Let's take for instance the word "chérie". I feel like I'm hearing [ʃɪːʁi] instead of [ʃeʁi]. I also speak Spanish and I feel like the French /e/ sound is not as [e] as Spanish has. Am I hearing wrong?
The vowel retranscribed /e/ in Spanish typically isn't a cardinal [e], but a vowel more intermediate between [e] and [ɛ] (which makes sense since Spanish doesn't contrast /e/ and /ɛ/). So while they have the same symbol, /e/ in Spanish and in French doesn't really refer to the same phone range:
Vowel charts of French and Spanish, as reproduced in Teles & Huey 2020 THE EFFECTS OF THE FRENCH VOWEL INVENTORY ON VOWEL PRODUCTION IN SPANISH SPEAKERS
The cardinal vowels of the IPA were codified during the 19th century by mostly French and German scholars, and as a consequence match very closely with the vowel space of conservative speakers of French, except for /ɔ/, as you can tell from the chart above.

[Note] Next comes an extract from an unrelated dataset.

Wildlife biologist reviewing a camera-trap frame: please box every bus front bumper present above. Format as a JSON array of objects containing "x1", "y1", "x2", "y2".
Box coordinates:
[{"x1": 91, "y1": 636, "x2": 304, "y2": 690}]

So the perception of the OP that French /e/ is produced higher than Spanish /e/ is perfectly sound. The transcription of French /e/ as [ɪː] is a lot more contentious however. [ɪ] is not just intermediate in height between [i] and [e], but also centralised. A vowel that is still fully front but higher than the cardinal [e] is more accurately transcribed as [e̝] (e with a raising diacritic). The length is also a bit puzzling (it'd be very unusual for the first syllable of chérie to be longuer than the second one) and it'd help if the OP would clarify which languages they were using as points of comparison here.
There are French varieties whose /e/ is a bit different than those presented in the chart above. Midi French, like Spanish, doesn't distinguish /e/ and /ɛ/ (with the merged phoneme transcribed as /e/ or /E/ depending on the author) and instead uses a slightly higher than the IPA cardinal [ɛ] in closed syllables and a slightly lower than cardinal [e] in open syllables, but that's the opposite of what the OP is asking about. Belgian French has slightly higher mid vowels than France French in a way that's closer to what the OP is positing (i.e. /ɛ/ is [ɛ̝] and /e/ is [e̝]) but also has vowel length distinctions that'd stop short /e/ from appearing as [e̝ː] (and certainly never [ɪː]).
Additionally, the mid vowels can stray from the cardinal position in the chart above when they're influenced by their environment. In particular, /r/ tends to lower and back adjacent vowels, and the stressed vowel can influence preceding mid vowels in the same word: low vowels like /a/ or /ɛ/ can lower /e/ toward [ɛ] (as in général) while high vowels like /i/ /e/ or /u/ can raise /ɛ/ toward [e] (as in rêver).